In summary, the conversation discusses two statements related to RNA and nucleotides. The first statement, "In RNA, the sugar is present in the 2'-endo conformation," is false. The correct conformation for RNA is the C3'-endo pucker, which is also seen in A-form DNA. The second statement, "When two nucleotides polymerize, pyrophosphate is released," is correct. This is because the triphosphate bonds where the hydroxyl group is located, turning it into a pyrophosphate. The reason for using triphosphates in these reactions is still unknown. The conversation ends with the individual realizing their previous fallacy.
  • #1
physicisttobe
56
13
Hi everyone!

I did some multiple choice tasks and got stuck on two statements:

"In RNA, the sugar is present in the 2'-endo conformation". This statement is false, but why? What conformation does the sugar molecule have? How do I recognize the conformation?

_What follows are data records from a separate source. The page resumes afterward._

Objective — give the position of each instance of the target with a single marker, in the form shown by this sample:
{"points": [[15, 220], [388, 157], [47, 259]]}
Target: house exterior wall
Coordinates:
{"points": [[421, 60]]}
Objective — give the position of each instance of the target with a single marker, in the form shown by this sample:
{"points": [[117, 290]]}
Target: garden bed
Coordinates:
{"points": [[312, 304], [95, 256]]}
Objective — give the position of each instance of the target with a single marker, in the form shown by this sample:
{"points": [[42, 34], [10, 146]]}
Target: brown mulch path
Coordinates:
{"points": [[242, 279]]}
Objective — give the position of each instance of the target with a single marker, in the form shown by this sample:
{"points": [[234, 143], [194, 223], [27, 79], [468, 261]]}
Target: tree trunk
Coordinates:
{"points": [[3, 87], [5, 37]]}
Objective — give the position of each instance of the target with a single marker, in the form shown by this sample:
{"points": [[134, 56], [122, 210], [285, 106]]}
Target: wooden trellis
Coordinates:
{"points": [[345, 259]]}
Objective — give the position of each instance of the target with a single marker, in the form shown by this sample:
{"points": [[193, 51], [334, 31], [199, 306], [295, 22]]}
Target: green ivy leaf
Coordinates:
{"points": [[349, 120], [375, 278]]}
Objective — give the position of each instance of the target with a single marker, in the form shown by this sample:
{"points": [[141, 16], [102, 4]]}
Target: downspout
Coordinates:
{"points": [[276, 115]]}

"When two nucleotides polymerize, pyrophosphate is released". This statement is correct, but why? Why is pyrophosphate released here? Do we simply not have a single phosphate group here that binds to the C3 atom, i.e., where the hydroxyl group is located? What does this have to do with the release of pyrophosphate? I thought there is no release. I can't imagine anything about it. Could you explain me these things ( graphically and with simple words)?
 
Last edited:
Biology news on Phys.org
  • #2
physicisttobe said:
"In RNA, the sugar is present in the 2'-endo conformation". This statement is false, but why? What conformation does the sugar molecule have? How do I recognize the conformation?
I'm not an expert in this area, but I did find this source:https://casegroup.rutgers.edu/lnotes/dnab.pdf
See slide 23 where it says:
The two types of sugar pucker most commonly found in nucleic acids. The C3′-endo pucker is prevalent in RNA and A-form DNA, whereas the C2′-endo pucker is characteristic of B-form DNA. It is seen that the C3′-endo pucker produces a significantly shorter phosphate-phosphate distance in the backbone, resulting in a more compact helical conformation.

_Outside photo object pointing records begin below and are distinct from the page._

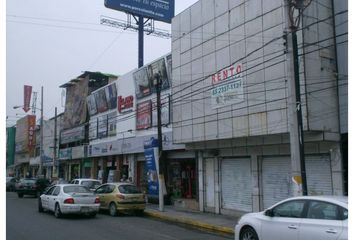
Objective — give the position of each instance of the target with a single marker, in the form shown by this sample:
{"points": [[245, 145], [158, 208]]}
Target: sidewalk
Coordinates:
{"points": [[207, 221]]}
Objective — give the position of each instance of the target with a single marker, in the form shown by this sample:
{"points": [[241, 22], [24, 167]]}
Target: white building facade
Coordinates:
{"points": [[233, 104]]}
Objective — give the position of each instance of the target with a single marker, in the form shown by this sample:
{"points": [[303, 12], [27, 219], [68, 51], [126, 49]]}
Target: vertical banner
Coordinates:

I wish I could help you more.

physicisttobe said:
"When two nucleotides polymerize, pyrophosphate is released". This statement is correct, but why? Why is pyrophosphate released here? Do we simply not have a single phosphate group here that binds to the C3 atom, i.e., where the hydroxyl group is located? What does this have to do with the release of pyrophosphate? I thought there is no release. I can't imagine anything about it. Could you explain me these things ( graphically and with simple words)?
I believe the hydroxyl is located on the 3' end of the DNA or RNA molecule. The triphosphate bonds where the hydroxyl is, turning it into a pyrophosphate since one of the phosphates stays bound between the two nucleotides while the other two are freed.
 
  • Like
Likes TeethWhitener
  • #3
Thank you for your effort. I really appreciate your reply!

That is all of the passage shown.